The energy per photon is E = h * f (where h is Planck's constant ≈ 6.6 * 10-34, f is the frequency in Hz, and the energy E is in Joules). Or more relevantly for us, using the wavelength rather than frequency (f = c / λ), E = h * c / λ (where c is the speed of light).

Question: What c should be used? The speed of light in vacuum? Or the speed of light in the gas in the laser? Or the speed of light in the air outside the laser?
Assuming that photons maintain their energy when passing through matter with different densities, does the wavelength of the light change to compensate? (That seems like the most likely event). But if so, is the wavelength of the laser specified for vacuum? Probably all this is academic because of the small change in speed of light in vacuum and air, but to be completely accurate I'd still like to know the answer.
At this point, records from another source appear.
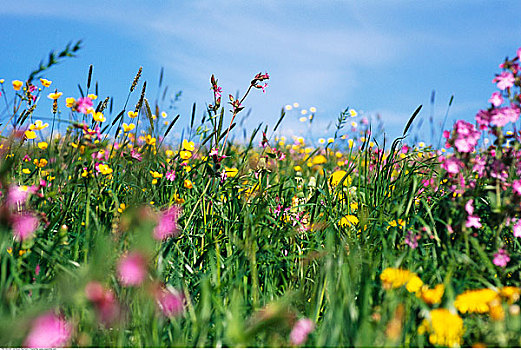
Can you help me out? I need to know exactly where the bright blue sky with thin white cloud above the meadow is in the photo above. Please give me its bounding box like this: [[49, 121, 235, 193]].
[[0, 0, 521, 141]]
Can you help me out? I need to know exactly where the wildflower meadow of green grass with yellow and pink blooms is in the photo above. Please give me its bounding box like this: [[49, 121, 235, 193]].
[[0, 46, 521, 347]]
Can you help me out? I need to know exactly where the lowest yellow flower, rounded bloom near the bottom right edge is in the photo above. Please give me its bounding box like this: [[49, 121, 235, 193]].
[[418, 309, 464, 347]]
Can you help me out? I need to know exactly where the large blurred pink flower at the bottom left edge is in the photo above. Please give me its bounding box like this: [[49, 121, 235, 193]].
[[23, 312, 72, 348]]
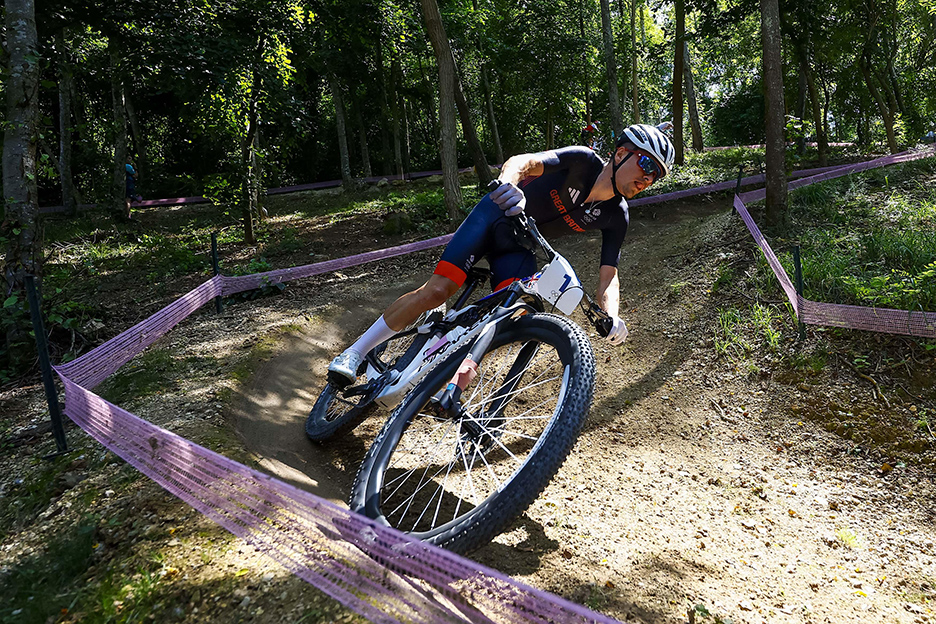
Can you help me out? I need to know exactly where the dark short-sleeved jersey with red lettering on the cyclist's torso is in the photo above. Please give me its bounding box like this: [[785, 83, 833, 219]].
[[520, 146, 629, 267]]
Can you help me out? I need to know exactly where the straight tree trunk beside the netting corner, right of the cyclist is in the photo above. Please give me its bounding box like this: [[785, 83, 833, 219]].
[[760, 0, 788, 227]]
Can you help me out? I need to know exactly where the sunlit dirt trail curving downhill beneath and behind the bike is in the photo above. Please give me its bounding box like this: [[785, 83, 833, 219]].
[[229, 203, 936, 624]]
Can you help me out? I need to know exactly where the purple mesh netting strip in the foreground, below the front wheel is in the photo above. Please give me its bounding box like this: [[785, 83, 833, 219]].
[[59, 371, 628, 624]]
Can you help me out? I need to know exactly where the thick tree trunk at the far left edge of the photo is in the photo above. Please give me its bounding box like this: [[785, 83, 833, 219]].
[[0, 0, 42, 314]]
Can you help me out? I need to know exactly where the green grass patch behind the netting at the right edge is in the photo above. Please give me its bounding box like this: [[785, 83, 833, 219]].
[[781, 158, 936, 311]]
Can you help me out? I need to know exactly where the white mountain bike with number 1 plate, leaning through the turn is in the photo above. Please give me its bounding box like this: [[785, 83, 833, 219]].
[[306, 183, 611, 553]]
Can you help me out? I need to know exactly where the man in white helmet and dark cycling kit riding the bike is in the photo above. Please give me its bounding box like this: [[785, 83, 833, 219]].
[[328, 124, 675, 384]]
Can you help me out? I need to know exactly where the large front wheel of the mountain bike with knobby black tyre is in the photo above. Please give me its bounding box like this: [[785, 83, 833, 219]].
[[350, 314, 595, 553]]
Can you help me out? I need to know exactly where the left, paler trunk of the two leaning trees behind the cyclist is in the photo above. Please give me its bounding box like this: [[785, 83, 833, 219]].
[[420, 0, 461, 223]]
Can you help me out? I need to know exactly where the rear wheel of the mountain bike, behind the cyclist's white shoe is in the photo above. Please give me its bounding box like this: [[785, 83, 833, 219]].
[[305, 304, 445, 442]]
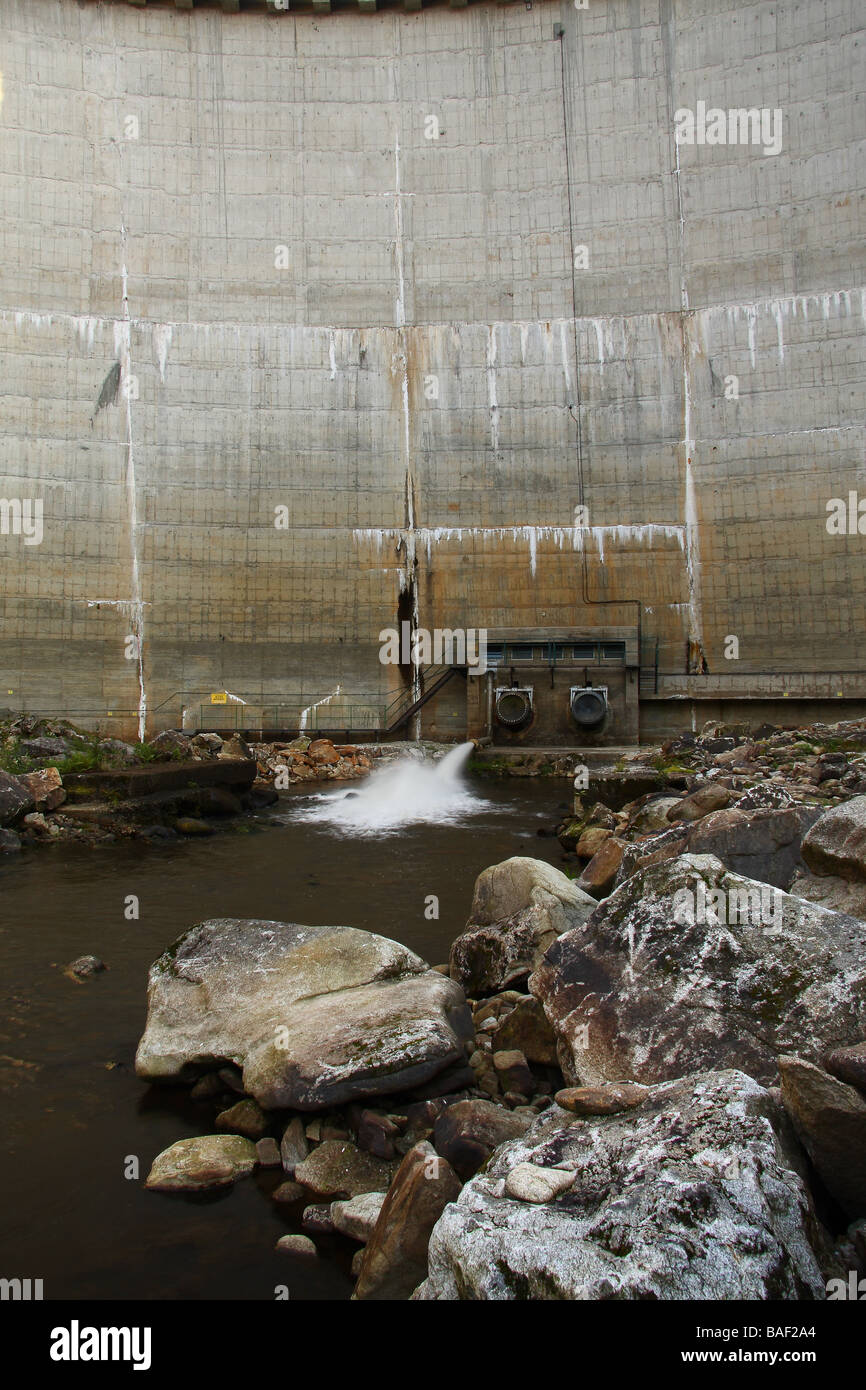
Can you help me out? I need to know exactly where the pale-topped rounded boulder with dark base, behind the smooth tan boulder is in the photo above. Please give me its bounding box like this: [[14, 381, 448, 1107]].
[[449, 855, 595, 995]]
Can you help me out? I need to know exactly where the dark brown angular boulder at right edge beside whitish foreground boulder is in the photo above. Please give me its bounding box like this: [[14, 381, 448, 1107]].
[[778, 1056, 866, 1218]]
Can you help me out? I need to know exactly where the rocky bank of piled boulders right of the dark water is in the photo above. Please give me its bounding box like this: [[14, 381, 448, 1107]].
[[130, 726, 866, 1301]]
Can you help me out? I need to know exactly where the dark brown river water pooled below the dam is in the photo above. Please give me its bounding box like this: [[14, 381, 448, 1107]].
[[0, 769, 571, 1300]]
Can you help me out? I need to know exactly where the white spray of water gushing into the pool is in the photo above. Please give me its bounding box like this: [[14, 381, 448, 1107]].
[[292, 744, 488, 835]]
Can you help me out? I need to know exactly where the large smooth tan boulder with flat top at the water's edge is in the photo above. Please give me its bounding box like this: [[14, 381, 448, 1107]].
[[136, 917, 471, 1111]]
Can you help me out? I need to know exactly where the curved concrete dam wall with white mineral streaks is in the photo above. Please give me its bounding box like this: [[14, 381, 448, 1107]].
[[0, 0, 866, 742]]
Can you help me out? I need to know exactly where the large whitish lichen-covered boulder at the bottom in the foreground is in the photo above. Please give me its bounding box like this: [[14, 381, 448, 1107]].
[[414, 1072, 824, 1301]]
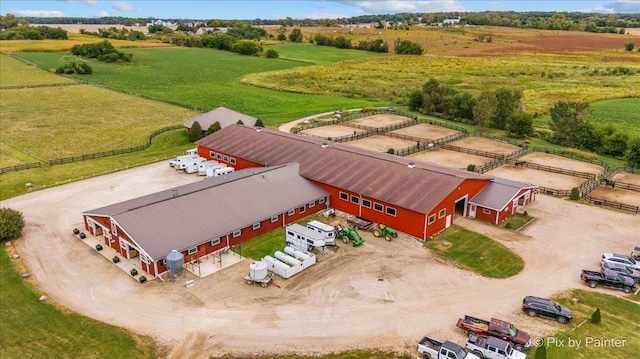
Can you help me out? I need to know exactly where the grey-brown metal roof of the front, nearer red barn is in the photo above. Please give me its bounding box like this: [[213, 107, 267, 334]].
[[84, 163, 329, 260]]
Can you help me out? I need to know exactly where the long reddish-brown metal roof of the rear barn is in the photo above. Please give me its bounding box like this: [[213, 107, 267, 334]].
[[196, 125, 490, 213]]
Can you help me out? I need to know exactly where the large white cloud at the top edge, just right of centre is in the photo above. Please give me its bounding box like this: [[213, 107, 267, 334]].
[[337, 0, 465, 14]]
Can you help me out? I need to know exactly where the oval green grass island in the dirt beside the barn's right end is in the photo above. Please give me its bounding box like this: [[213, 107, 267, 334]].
[[425, 225, 524, 278]]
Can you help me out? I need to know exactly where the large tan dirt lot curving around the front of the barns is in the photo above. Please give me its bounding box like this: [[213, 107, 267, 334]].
[[3, 163, 640, 359]]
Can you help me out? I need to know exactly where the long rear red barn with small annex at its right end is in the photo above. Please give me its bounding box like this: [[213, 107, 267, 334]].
[[196, 125, 536, 240]]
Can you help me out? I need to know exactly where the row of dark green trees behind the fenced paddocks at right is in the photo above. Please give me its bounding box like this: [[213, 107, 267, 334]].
[[408, 78, 640, 167]]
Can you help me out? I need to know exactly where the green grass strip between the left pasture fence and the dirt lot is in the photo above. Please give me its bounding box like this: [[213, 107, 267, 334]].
[[0, 129, 194, 200]]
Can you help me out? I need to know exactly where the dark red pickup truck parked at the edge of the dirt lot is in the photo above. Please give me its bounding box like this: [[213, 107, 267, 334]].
[[456, 315, 531, 351]]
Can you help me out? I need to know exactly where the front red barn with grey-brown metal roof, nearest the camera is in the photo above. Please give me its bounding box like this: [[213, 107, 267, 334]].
[[83, 163, 329, 276]]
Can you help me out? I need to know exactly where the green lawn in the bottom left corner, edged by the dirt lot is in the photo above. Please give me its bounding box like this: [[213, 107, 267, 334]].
[[0, 248, 158, 359]]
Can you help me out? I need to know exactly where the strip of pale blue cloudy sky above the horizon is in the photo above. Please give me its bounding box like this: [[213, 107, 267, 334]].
[[0, 0, 640, 20]]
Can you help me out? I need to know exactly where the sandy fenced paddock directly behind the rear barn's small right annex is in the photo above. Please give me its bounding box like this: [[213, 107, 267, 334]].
[[486, 163, 587, 190]]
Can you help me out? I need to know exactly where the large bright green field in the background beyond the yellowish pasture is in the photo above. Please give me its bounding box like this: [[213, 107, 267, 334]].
[[18, 47, 388, 127]]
Taking the power of the laser in plaser [Watts] = [Joules * second], multiplying it by one second, and dividing it by the photon energy should then give us the number of photons per second:

fphotons [Hz] = plaser [W] * c [m/s] / λ [m].

For a 1 W laser, this works out to be c / λ = f ! (In other words, about 600 * 1012 photons / second.

In the confocal microscope I think we're using voxel times of about 1 μs, so at 500 nm we should be getting 600*106 photons per voxel from the laser.